The group has gathered around Mountain Dew during a recent visit to The Grand Court Mesa, an assisted living center. 69-year-old Janice Hendricks lives here and uses a wheelchair to get around.
“I’ve enjoyed rubbing her, playing with her, beautiful eye contact. She likes to kiss,” said Hendricks.
And yes, Hendricks has shared a few kisses with Mountain Dew.
“I would love to have one as a service animal, my goodness yes. I’m pleased they brought it in today, I’m so excited,” said Hendricks.
Under the new state law, horses below three feet tall will join dogs as the only service animals allowed inside public spaces like restaurants, hotels and shopping centers. It is the first time Arizona has a law that defines a service animal.
Sherry Gillespie is with the Arizona Restaurant Association.

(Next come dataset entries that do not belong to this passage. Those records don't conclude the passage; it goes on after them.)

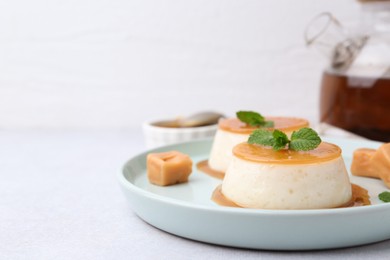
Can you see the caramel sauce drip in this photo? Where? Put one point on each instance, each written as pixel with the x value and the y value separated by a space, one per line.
pixel 360 197
pixel 257 153
pixel 285 124
pixel 204 167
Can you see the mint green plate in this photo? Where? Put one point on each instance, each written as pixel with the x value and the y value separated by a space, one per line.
pixel 186 210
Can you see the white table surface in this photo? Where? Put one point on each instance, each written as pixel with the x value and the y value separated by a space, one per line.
pixel 59 199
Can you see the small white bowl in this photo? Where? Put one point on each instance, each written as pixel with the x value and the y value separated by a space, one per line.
pixel 156 136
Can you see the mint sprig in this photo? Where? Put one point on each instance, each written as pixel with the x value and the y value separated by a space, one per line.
pixel 384 196
pixel 304 139
pixel 253 119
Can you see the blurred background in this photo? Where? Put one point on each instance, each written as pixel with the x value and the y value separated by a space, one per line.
pixel 116 63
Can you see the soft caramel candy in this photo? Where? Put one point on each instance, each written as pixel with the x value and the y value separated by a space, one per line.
pixel 168 168
pixel 372 163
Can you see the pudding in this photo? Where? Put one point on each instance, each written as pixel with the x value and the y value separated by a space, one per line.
pixel 232 132
pixel 260 177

“Essentially what this law is doing is it just restricts the number of animals kinds of animals and the kinds of animals that can be considered service animals” said Gillespie.
Gillespie's group lobbied for the law because people were calling any old pet a service animal.
“People bring in snakes to parrots, pretty much any animal you can think of including rats, and we’ve been trying to keep rats out of our restaurants for years,” said Gillespie.
Republican State Representative Heather Carter of Cave Creek introduced the service animal bill. She said federal Americans with Disabilities Act guidelines were changed two years ago to include miniature horses so Arizona followed with its law. Carter raises her own horses and says the miniature versions are sometimes preferred as personal assistants over dogs.
“A service horse might be stronger than a service dog, and quite frankly sometimes the horses are smaller than service dogs. Horses also live longer than dogs," said Carter.
But, not everyone agrees that miniature horses should be helping disabled people.
“Therapy situations are much different from service situations,” said Stephanie Haselwander with the American Miniature Horse Association in Texas.
She said the little horses can be unpredictable and even dangerous.
"All horses are spooked easily, and the miniature horse is no different, but dogs have a little more of that sense of reasoning to where they can really be trained better for a guide dog situation or a service animal,” said Haselwander.
But the Arizona Restaurant Association said it is not paying much attention. It is sending out notices informing restaurant owners about the new state law that requires them to allow disabled people to bring service horses or dogs inside of their businesses.
Updated 8/19/2013 4:13 p.m. to reflect the correct name of the assisted living center in Mesa.